A certa altura, o homem disse que estava passando mal. Ora, conhecemos esse estratagema. O homem, ao nascer, é ainda um bebê e, como tal, precisa chamar a atenção da sua mãe – e nada é mais eficaz para isso do que o choro. Ocorre que o homem cresce, vira adulto e continua se valendo desse mesmo comportamento, agora para chamar a atenção e sensibilizar as suas parceiras (ou ex-parceiras). Então o homem dizia que estava passando mal, porque, é o que ele deveria pensar, com isso poderia conseguir a compaixão da sua ex. Mas faltou combinar com a ex, porque a mulher não engoliu aquela história.
“E o que eu tenho com isso? Liga para alguém da sua família, liga para sua irmã, não para mim. Você acha que quando eu passar mal eu vou ligar para você?”. Mas o homem parecia insistir que estava passando mal, então a mulher se dispôs a ajudar: “Então eu vou desligar e vou ligar para a sua irmã e falar para ela ir aí ver você que está passando mal”. Evidentemente, ele não quis. O homem deve ter aludido a crises passadas de ansiedade, porque a mulher rebateu: “E você acha que eu não tive crise de ansiedade também?
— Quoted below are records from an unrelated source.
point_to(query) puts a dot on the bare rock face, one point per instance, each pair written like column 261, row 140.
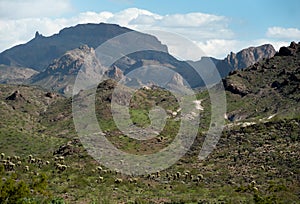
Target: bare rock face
column 60, row 75
column 176, row 80
column 39, row 52
column 288, row 51
column 15, row 96
column 249, row 56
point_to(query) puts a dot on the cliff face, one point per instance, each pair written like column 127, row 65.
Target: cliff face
column 41, row 51
column 61, row 73
column 244, row 58
column 268, row 87
column 249, row 56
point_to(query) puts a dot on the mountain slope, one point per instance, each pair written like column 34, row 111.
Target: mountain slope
column 269, row 87
column 41, row 51
column 15, row 75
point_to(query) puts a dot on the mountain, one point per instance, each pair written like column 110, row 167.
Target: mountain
column 60, row 75
column 39, row 52
column 256, row 159
column 59, row 57
column 15, row 75
column 240, row 60
column 266, row 89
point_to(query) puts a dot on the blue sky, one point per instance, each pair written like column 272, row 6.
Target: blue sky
column 217, row 26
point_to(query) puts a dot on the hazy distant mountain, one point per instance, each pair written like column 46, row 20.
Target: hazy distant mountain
column 244, row 58
column 15, row 75
column 58, row 58
column 41, row 51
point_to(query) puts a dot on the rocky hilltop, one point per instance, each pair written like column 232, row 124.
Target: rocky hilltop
column 61, row 73
column 41, row 51
column 269, row 87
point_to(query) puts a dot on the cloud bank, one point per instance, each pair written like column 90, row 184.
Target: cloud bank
column 211, row 33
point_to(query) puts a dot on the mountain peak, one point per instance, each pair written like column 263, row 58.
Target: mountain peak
column 249, row 56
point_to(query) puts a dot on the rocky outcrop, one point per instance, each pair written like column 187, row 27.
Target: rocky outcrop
column 15, row 96
column 15, row 75
column 60, row 75
column 288, row 51
column 41, row 51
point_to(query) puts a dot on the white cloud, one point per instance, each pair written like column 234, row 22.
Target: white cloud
column 15, row 9
column 195, row 26
column 210, row 32
column 284, row 33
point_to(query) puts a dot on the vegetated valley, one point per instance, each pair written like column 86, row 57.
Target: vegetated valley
column 255, row 161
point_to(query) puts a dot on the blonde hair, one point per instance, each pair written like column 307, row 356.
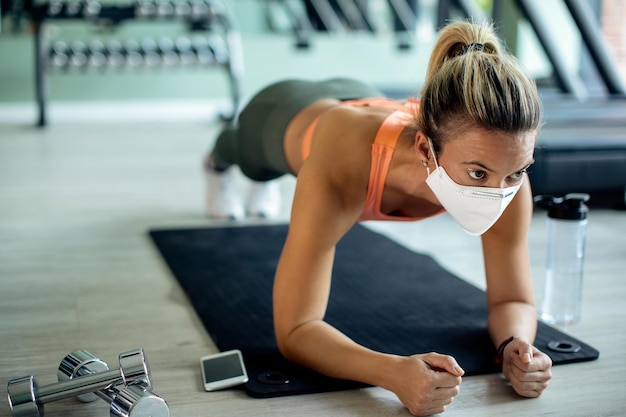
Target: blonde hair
column 472, row 81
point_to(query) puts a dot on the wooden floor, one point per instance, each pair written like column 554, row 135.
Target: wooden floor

Você acha que eu não chorei, acha que eu não sofri contando as coisas para a Manuela?”.
Alguma coisa muito grave o homem devia ter feito, a julgar pelo que a mulher disse em seguida: “Eu não quero mais olhar na sua cara. Eu tentei, eu tentei ser sua amiga, mas você é mentiroso demais. Não quero mais olhar na sua cara. Quando for o dia de você ficar com a Manuela, diz para o seu irmão vir pegar ela, aí a gente não precisa mais se ver. Não, Ricardo, eu não quero mais nem olhar na sua cara! Você segue a sua vida, eu sigo a minha e pronto. Entendeu?”. Era um discurso enfático, mas o homem insistia, não sei bem no quê, e na verdade nem a mulher sabia: “O que é que você quer de mim???”.
Por um momento, a mulher silenciava, ouvia o que o homem dizia, mas não devia ser nada de novo, nada que a fizesse mudar de ideia. Na verdade, repetiam-se os mesmos argumentos daqui e de lá, sem se chegar a lugar algum. E a mulher já estava com medo de se atrasar. “Já é meio-dia, eu preciso fazer o almoço da sua filha e depois levar ela pra escola. Você vai me falar mais alguma coisa ou eu posso ir? Ah, quer mais um minutinho? Pra quê? Então fala, Ricardo, fala… Isso você já disse!”. Da minha casa, eu não ouvia nada do que Ricardo dizia, mas sabia que estava consumido pelo desespero da sua carência.
Há tantos homens que não sabem lidar com o fim de um relacionamento, tantos homens que tiram a vida de suas ex-companheiras ou, pelo menos, fazem dela um verdadeiro inferno! Torci para que a mulher desligasse na cara dele e, da minha própria casa, vibrei quando o fez.